Un siècle après notre présent, Michuru Saeba et son compagnon de voyage perdent leur chemin au milieu de nulle part. C’est là que commence leur découverte d’une ville perdue, comme un oasis caché au reste du monde. A Lunatic city, tout est différent. Les citoyens voient leur ville comme une utopie merveilleuse, dans laquelle la mort n’a pas sa place. Pourtant, derrière ces affirmations sereines se cache un terrible secret. Les apparences seraient elles vraiment trompeuses ? Sur un fond d’enquête policière très bien menée, c’est un scénario accrocheur que nous proposent Hiroshi Mori, un des grands maîtres du polar japonais, et Yuka Suzuki, qui lui a prêté son trait. L’action est perpétuelle, sans relâchement. Ce manga, par sa densité scénaristique, n’est pas des plus facile à lire. Ce n’est donc pas la distraction banale qui nous attend dans ses pages, mais une profondeur psychologique impressionnante. De plus, à aucun moment de la première lecture on ne peut deviner le dénouement. Il faudra relire ce manga, peut être plusieurs fois, pour saisir toute la portée des nombreuses révélations.

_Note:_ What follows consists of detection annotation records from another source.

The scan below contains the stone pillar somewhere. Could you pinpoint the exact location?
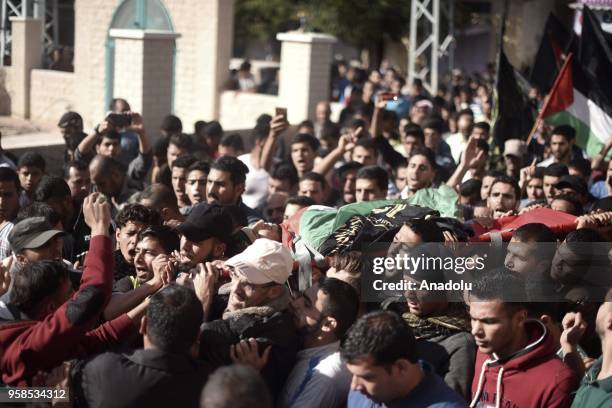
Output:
[276,32,336,123]
[196,0,234,120]
[110,29,179,139]
[11,17,43,118]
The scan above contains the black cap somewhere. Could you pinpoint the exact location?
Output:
[555,175,589,196]
[336,162,363,177]
[178,203,233,243]
[8,217,66,254]
[57,112,83,128]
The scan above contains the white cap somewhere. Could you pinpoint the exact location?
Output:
[225,238,293,285]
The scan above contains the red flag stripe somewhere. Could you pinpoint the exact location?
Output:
[540,54,574,119]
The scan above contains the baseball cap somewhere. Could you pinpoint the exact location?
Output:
[504,139,527,157]
[414,99,433,109]
[57,112,83,128]
[555,175,589,196]
[177,203,233,243]
[225,238,293,285]
[8,217,66,253]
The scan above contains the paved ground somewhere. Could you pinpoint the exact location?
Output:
[0,116,64,175]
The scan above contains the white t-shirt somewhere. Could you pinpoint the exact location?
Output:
[446,132,467,163]
[238,153,269,208]
[279,341,351,408]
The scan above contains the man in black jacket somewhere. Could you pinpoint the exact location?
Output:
[194,238,299,397]
[72,284,211,408]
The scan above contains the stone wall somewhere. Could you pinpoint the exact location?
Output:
[0,66,13,115]
[30,69,76,124]
[219,91,278,130]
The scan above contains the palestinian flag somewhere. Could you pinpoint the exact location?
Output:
[540,7,612,157]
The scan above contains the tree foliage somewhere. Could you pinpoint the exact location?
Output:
[235,0,410,51]
[304,0,410,47]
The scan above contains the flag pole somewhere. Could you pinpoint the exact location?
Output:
[526,53,573,146]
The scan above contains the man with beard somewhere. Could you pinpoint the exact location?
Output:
[194,238,298,398]
[104,225,179,320]
[113,204,161,282]
[340,311,466,408]
[281,278,359,408]
[504,223,557,301]
[0,167,21,260]
[171,154,197,209]
[572,290,612,408]
[206,156,261,225]
[487,176,521,219]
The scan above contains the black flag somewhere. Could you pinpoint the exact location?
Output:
[493,3,534,152]
[529,13,576,95]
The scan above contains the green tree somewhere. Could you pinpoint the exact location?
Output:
[234,0,300,53]
[235,0,410,63]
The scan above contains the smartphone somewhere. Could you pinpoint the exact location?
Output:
[380,92,399,101]
[106,112,132,128]
[274,108,287,119]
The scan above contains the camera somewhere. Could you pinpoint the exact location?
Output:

En effet, les indices tombent au compte gouttes et ne prennent leur ampleur qu’à la toute fin, après deux révélations coup sur coup. A l’image du caractère instable du héros, sa véritable identité reste longtemps un mystère insoluble.

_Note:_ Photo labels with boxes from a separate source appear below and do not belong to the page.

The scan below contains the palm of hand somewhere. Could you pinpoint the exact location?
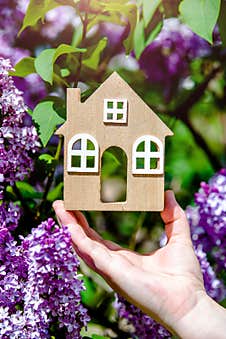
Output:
[54,192,204,334]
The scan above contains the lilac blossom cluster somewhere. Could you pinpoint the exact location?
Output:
[139,18,210,100]
[0,219,89,339]
[115,169,226,339]
[186,168,226,273]
[114,295,171,339]
[0,58,39,199]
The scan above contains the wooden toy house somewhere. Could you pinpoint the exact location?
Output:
[57,72,173,211]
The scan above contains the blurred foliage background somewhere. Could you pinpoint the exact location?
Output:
[0,0,226,338]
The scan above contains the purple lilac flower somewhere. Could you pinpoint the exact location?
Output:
[114,295,171,339]
[0,58,39,196]
[186,169,226,272]
[139,18,210,100]
[0,219,89,339]
[115,169,226,339]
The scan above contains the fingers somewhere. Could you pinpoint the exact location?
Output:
[53,201,121,273]
[161,191,191,242]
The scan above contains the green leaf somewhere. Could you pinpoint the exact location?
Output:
[42,95,66,120]
[71,24,83,47]
[218,1,226,47]
[35,48,56,85]
[179,0,221,43]
[133,20,145,59]
[35,44,86,85]
[38,154,54,164]
[143,0,161,27]
[32,101,65,147]
[18,0,62,35]
[47,182,64,201]
[10,57,36,78]
[82,37,107,70]
[16,181,42,199]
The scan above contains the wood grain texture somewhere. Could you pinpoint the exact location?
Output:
[57,73,173,211]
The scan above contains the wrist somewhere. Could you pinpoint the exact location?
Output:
[174,292,226,339]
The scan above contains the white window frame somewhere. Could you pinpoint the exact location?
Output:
[103,99,128,124]
[132,135,164,174]
[67,133,99,173]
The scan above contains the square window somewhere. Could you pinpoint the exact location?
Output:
[107,113,113,120]
[107,101,113,108]
[117,101,124,109]
[86,155,95,168]
[137,141,144,152]
[150,141,158,152]
[72,139,82,150]
[117,113,123,120]
[136,158,144,169]
[86,139,95,151]
[150,158,159,169]
[71,155,81,168]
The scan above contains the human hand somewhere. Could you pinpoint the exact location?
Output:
[53,191,226,338]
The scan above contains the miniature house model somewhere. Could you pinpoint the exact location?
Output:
[57,73,173,211]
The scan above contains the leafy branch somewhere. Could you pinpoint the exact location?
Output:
[36,136,63,219]
[156,66,222,170]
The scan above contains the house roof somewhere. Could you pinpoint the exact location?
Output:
[56,72,173,136]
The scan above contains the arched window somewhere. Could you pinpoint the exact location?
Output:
[132,135,163,174]
[67,133,99,173]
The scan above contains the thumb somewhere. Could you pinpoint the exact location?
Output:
[161,191,191,242]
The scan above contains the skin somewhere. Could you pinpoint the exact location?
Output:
[53,191,226,339]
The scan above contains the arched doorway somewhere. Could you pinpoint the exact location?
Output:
[100,146,127,202]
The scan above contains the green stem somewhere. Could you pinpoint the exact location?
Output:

« Je ne sais plus trop ce qu’est vivre … »
Il est difficile de percevoir le centre nerveux de cette histoire, tant les relations entre les personnages sont complexes. Toutes ont leur importance, et c’est à travers des petits riens que l’auteur nous guide vers la vérité que recherche tant Michuru. L’organisation et le mode de pensée de la cité reste longtemps dans l’ombre, et la découverte progressive de ses mœurs et coutumes trouble le lecteur, tout comme la portée presque philosophique du manga. En effet, Hiroshi Mori s’attarde sur la question de Dieu, de la mort, de la vengeance, de l’humanité en elle-même … Il pose la question de la différence entre homme et chose vivante avec beaucoup de justesse, et éprouve un malin plaisir à mettre en relief toutes les tares de la société actuelle, qui ne vont faire que progresser. A travers un univers futuriste, il séduit l’imagination et dénonce dans un même temps.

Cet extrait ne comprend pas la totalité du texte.